I went still.
Judah was in the doorway. I hadn't heard him — he moved through this building like he'd been built into it. Dark shirt, sleeves rolled up, the ink on his forearms catching the light. He was looking at the strap with an expression that had no business being on a pastor's face at ten-thirty on a Monday morning.
He came into the room. The door didn't close behind him — it stayed open, the hallway beyond empty and quiet.
He crossed to me in four steps and moved my hand away from my shoulder, replacing it with his own. His fingers traced the edge of the strap, slow, following the line of it where it disappeared beneath my shirt.
“Good girl,” he said, low. I almost missed it.
Heat moved through me from the point of contact outward.
I turned around in his arms.
His head dipped. His mouth found the place where the strap sat against my skin — just above my collarbone — and pressed there. Open. Warm.
“You have no idea,” he said against my skin, “what it does to me knowing you've been wearing this all morning.”
“Judah—”
“In this building.” His lips moved up, barely. “At your desk. In front of Darlene.” His teeth grazed the curve of my shoulder and I gripped the counter behind me. “God should strike me down right now and I would die a happy man.”
“That's—” I tried to find the word. “That's genuinely blasphemous.”
“Mmhm.” He didn't sound troubled by it.

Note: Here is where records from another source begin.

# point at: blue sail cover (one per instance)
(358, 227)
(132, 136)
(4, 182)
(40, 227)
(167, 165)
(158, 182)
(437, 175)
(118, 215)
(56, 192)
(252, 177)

His hand had found the hem of my shirt at my waist, fingers slipping underneath to the lace beneath, tracing the edge of it against my skin. “There will be more sets like this. You're going to wear them every day.”
“I'm at work.”
“You're atmywork.” His thumb pressed against my hip, over the lace. “Every day, Mercy.”
I opened my mouth to say something — I don't know what, something sensible, something that acknowledged we were standing in a staff room with an open door in a church — and he kissed me instead. Hard and brief and completely without apology, his hand still at my waist, his mouth tasting like coffee.
When he pulled back his eyes were dark.
“Fix the strap,” he said.
“No,” I told him.
He cocked an eyebrow.
“You put this on me — you fix it,” I told him.
A slow smile spread across his face, something darkly pleased in it.
“Well now.” His voice was rough velvet. “That’s a dangerous request.”
His fingers moved to the strap slowly, brushing against my skin as he adjusted it back into place. The touch lingered, tracing the line of my shoulder, my collarbone.
“Better?” he asked, though he hadn’t stepped back. The space between us remained charged, electric.
I leaned against the counter behind me and lifted my leg, my knee brushing the inside of his thighs.
His hand clamped around my leg, fingers digging into the fabric of my skirt.
“Not here,” he said, but his body contradicted him, pressing closer.
“Why not?” I kept my voice light, casual, even as my heart hammered against my ribs. “Isn’t this your kingdom? Your rules?”
I saw something dangerous light up in his eyes. His grip tightened on my leg.